Dust from computers at the Children’s Museum of Maine also showed the presence of the flame retardants that have been linked to reproductive and neurological disorders.

Maine lawmakers this year passed a bill banning the use of two kinds of flame retardants in consumer products by 2006, and a third will be banned in 2008 if safer alternatives are available by then.

The survey, released Thursday by Silicon Valley Toxics Coalition, Computer TakeBack Campaign and Clean Production Action, is among the first to identify brominated flame retardants on the surfaces of common devices in homes and offices.

“This will be a great surprise to everyone who uses a computer,” said Ted Smith, director of the Toxics Coalition. “The chemical industry is subjecting us all to what amounts to chemical trespass by putting these substances into use in commerce. They continue to use their chemicals in ways that are affecting humans and other species.”

Researchers collected samples of dust from dozens of computers in eight states. They tested for three types of brominated flame retardants suspected to be hazardous, and found four different flame retardants in every sample.

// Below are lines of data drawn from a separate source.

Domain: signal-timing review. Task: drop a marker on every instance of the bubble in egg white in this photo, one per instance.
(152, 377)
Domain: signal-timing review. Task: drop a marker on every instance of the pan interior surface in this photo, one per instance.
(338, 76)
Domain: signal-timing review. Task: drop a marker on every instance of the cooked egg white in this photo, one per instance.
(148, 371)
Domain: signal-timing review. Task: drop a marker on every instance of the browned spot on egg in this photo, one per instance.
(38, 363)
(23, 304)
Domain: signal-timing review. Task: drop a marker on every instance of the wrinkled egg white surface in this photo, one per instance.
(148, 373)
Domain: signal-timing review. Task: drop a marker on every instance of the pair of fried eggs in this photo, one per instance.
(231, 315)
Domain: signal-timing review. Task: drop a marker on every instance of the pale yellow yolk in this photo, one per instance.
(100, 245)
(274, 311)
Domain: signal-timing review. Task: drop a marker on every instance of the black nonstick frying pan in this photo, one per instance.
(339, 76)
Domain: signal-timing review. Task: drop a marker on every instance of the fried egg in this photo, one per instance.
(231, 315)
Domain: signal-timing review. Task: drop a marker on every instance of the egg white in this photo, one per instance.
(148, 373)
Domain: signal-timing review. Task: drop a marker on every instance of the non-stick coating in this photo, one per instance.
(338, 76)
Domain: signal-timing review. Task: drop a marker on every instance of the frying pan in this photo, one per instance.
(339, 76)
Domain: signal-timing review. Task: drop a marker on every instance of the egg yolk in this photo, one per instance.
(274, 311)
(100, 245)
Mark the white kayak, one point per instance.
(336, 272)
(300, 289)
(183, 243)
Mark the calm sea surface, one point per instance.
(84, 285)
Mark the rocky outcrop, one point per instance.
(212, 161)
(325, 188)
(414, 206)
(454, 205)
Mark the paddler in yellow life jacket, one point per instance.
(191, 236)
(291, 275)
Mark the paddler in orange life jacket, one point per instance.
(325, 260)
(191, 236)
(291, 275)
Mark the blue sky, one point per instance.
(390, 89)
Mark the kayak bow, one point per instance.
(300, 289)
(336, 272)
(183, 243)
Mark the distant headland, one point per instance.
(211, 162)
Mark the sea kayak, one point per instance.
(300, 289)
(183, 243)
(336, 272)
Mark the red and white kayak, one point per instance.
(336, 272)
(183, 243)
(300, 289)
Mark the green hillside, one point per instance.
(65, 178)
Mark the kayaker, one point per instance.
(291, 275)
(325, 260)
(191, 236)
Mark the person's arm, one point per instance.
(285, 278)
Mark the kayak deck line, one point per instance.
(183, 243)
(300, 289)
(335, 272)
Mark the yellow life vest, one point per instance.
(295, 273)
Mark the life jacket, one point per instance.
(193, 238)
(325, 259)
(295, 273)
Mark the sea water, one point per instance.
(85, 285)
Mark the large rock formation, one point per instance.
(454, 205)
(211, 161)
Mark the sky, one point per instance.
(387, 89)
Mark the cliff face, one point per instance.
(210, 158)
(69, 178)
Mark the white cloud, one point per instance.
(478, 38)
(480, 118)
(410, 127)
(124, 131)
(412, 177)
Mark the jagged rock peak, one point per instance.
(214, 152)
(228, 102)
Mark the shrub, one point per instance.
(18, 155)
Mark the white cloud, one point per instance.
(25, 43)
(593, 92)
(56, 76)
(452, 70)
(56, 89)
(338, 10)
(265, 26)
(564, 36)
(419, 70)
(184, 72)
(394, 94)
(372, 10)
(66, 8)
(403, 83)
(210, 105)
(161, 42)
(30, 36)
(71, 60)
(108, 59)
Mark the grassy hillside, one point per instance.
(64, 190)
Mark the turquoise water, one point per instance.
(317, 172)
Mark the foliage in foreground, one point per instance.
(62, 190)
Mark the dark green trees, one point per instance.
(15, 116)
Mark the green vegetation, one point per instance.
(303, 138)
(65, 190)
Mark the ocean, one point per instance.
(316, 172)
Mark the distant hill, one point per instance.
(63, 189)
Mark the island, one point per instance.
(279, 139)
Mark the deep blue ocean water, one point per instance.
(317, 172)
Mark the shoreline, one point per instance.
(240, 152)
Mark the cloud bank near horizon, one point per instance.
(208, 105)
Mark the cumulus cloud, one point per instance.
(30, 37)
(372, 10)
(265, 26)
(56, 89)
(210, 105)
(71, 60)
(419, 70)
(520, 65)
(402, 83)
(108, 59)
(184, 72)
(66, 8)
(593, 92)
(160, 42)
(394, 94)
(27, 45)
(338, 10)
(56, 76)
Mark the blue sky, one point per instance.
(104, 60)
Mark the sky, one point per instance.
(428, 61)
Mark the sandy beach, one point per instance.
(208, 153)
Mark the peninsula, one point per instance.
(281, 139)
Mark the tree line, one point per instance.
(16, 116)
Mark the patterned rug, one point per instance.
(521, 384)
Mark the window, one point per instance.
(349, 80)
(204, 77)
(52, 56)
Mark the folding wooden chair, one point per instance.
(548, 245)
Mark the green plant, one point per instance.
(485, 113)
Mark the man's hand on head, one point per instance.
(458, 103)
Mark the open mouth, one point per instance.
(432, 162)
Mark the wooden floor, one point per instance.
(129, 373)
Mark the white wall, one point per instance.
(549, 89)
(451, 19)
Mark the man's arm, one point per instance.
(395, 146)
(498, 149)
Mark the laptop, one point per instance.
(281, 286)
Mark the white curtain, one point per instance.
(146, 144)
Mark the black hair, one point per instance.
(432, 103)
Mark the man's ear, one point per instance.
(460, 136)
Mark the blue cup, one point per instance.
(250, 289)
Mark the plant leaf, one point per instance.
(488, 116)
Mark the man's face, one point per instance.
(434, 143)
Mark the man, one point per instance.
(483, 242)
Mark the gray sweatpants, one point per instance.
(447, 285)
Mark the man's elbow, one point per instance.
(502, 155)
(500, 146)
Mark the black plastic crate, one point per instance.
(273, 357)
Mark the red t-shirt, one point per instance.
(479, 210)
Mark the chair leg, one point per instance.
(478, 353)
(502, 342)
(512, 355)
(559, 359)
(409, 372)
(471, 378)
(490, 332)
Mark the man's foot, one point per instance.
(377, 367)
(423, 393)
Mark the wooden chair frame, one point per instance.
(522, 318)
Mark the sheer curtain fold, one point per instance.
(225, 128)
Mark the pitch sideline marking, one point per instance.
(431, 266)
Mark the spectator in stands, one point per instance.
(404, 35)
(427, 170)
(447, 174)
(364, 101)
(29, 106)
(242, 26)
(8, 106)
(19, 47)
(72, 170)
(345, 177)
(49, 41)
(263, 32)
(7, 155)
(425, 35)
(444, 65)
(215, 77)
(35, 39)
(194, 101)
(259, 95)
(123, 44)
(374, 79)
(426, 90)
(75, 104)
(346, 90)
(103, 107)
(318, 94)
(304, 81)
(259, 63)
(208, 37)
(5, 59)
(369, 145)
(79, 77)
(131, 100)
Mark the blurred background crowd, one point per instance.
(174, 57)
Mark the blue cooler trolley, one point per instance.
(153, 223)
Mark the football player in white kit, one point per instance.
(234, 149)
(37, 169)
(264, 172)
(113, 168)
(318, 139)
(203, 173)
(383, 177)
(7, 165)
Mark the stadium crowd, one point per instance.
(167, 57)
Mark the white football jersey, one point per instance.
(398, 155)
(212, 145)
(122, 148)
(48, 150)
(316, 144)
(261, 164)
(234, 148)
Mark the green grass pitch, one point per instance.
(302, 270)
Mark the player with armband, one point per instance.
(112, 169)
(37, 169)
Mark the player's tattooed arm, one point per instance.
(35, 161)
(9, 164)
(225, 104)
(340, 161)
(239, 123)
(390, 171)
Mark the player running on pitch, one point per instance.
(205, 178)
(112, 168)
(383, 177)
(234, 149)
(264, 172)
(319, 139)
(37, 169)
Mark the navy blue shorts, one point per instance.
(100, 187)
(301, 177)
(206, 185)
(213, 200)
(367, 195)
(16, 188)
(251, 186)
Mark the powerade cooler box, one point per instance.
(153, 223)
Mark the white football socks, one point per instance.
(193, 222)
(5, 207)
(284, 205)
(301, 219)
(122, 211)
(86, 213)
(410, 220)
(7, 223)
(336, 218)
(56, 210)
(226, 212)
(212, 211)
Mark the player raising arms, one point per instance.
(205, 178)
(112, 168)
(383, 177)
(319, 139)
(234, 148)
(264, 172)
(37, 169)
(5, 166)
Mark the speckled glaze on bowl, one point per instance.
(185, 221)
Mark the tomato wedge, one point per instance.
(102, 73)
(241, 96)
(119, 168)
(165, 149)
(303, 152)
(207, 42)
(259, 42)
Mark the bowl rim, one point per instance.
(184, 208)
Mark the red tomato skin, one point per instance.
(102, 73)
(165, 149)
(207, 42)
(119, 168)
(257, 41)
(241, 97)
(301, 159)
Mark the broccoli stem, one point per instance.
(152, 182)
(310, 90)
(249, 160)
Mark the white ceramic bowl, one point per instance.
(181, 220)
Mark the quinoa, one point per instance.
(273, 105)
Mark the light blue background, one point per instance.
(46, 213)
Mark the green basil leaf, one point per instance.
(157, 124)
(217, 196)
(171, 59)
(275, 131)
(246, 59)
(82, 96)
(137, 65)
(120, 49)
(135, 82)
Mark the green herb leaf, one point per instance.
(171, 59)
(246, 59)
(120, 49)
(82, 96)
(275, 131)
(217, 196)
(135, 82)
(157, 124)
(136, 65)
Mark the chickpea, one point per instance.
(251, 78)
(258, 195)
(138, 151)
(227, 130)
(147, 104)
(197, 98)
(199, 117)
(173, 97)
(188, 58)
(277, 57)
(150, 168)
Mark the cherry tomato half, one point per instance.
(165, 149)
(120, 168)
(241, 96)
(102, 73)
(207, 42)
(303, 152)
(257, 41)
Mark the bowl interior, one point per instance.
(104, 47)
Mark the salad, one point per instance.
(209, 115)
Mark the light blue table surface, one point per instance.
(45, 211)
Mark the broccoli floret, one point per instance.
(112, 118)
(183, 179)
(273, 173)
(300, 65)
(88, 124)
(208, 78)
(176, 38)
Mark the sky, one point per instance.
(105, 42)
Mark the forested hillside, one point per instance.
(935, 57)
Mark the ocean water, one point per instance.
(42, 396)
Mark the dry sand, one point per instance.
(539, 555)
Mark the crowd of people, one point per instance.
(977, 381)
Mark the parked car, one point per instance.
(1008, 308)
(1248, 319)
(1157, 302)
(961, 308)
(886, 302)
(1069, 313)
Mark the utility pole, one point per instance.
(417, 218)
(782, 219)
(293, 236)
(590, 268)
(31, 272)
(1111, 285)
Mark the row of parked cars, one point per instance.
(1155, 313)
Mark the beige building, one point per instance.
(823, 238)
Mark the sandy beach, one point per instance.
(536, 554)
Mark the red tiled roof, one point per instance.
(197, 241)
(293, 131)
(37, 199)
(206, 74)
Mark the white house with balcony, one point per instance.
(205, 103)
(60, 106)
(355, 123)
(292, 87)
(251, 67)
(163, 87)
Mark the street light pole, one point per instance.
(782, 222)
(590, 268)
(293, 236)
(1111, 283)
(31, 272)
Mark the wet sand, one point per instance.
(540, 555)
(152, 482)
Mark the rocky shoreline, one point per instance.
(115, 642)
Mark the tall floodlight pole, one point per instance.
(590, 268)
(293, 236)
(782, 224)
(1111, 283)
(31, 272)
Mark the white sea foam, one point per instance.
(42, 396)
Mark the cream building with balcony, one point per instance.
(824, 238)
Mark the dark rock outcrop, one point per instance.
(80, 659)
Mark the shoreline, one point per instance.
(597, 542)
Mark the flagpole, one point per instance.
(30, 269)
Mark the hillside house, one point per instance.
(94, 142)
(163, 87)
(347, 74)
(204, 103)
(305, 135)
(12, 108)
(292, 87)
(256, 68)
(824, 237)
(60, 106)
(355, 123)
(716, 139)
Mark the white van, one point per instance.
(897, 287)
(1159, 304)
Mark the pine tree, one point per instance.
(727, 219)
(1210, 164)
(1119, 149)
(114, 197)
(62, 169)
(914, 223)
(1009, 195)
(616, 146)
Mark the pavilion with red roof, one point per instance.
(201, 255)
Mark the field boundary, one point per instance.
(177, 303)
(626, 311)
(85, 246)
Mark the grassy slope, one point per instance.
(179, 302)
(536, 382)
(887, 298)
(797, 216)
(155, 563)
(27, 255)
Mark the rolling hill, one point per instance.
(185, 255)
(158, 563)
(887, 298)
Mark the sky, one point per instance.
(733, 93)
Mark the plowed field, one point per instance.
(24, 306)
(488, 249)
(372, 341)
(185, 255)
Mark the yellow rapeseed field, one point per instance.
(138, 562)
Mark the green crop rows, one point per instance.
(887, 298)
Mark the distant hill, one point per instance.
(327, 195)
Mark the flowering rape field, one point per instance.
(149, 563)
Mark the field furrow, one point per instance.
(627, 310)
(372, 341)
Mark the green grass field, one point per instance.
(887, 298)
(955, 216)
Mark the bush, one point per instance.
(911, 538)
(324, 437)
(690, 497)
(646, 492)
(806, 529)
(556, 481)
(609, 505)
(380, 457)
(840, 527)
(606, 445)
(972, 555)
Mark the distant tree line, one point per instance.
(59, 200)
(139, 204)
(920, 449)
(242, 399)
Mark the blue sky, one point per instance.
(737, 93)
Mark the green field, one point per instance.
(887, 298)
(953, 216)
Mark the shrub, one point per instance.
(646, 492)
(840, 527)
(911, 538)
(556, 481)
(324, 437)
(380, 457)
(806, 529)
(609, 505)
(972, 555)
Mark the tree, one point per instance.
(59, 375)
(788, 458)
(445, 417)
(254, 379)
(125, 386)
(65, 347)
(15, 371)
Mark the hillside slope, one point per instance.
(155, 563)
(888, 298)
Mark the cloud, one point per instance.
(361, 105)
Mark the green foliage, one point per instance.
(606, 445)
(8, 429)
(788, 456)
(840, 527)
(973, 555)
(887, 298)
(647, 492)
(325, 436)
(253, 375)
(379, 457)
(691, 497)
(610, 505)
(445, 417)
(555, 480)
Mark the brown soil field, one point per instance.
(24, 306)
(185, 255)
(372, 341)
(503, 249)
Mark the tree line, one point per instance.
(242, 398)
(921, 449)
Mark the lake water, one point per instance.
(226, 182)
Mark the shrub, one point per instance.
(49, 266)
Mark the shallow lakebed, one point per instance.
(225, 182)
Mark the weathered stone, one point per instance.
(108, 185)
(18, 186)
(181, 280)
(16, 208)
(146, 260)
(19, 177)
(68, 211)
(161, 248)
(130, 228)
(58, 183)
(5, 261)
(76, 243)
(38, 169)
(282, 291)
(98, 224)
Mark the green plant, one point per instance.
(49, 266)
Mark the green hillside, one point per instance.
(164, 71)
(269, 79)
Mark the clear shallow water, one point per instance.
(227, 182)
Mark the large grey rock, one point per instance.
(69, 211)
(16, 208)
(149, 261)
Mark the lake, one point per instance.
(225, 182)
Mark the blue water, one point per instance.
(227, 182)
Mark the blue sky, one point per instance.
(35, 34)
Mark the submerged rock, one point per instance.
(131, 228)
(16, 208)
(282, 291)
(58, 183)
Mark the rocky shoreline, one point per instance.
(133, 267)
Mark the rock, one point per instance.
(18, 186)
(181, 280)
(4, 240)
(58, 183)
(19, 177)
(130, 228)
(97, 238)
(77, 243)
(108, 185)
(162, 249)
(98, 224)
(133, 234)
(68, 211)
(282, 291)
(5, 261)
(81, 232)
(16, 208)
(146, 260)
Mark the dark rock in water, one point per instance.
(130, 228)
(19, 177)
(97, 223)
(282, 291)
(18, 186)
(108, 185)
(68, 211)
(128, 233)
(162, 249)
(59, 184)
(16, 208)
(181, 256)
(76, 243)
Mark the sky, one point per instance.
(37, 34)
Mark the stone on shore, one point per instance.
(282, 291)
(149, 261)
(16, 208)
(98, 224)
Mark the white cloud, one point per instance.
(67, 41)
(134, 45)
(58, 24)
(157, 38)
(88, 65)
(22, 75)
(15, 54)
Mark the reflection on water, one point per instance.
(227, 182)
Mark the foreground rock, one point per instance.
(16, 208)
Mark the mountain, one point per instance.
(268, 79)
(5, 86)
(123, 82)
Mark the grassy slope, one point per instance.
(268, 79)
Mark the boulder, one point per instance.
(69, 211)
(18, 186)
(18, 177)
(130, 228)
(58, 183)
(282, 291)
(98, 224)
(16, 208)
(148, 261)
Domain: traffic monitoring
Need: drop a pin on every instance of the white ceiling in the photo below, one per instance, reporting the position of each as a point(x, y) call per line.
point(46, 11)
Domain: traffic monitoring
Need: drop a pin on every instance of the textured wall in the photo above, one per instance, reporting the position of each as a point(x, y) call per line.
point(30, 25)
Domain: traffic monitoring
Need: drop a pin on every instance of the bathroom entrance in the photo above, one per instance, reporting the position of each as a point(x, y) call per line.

Public health advocates said the study’s results illustrate the prevalence of flame retardants in today’s high-tech society.

“The value of this effort is that it demonstrates that these chemicals are in fact coming out of these computers, which is something which the manufacturers of these chemicals have denied for years,” said Steven Gurney, science and policy director at the Environmental Health Strategy Center in Portland.

The electronics industry has been reducing or eliminating some brominated flame retardants since the late 1990s, when European countries began prohibiting the sale of products that contain the chemicals.

In testimony before the Maine Legislature earlier this year, manufacturers of flame retardants said the chemicals save thousands of lives every year, and numerous studies have found that the most widely used retardant is safe for both people and the environment.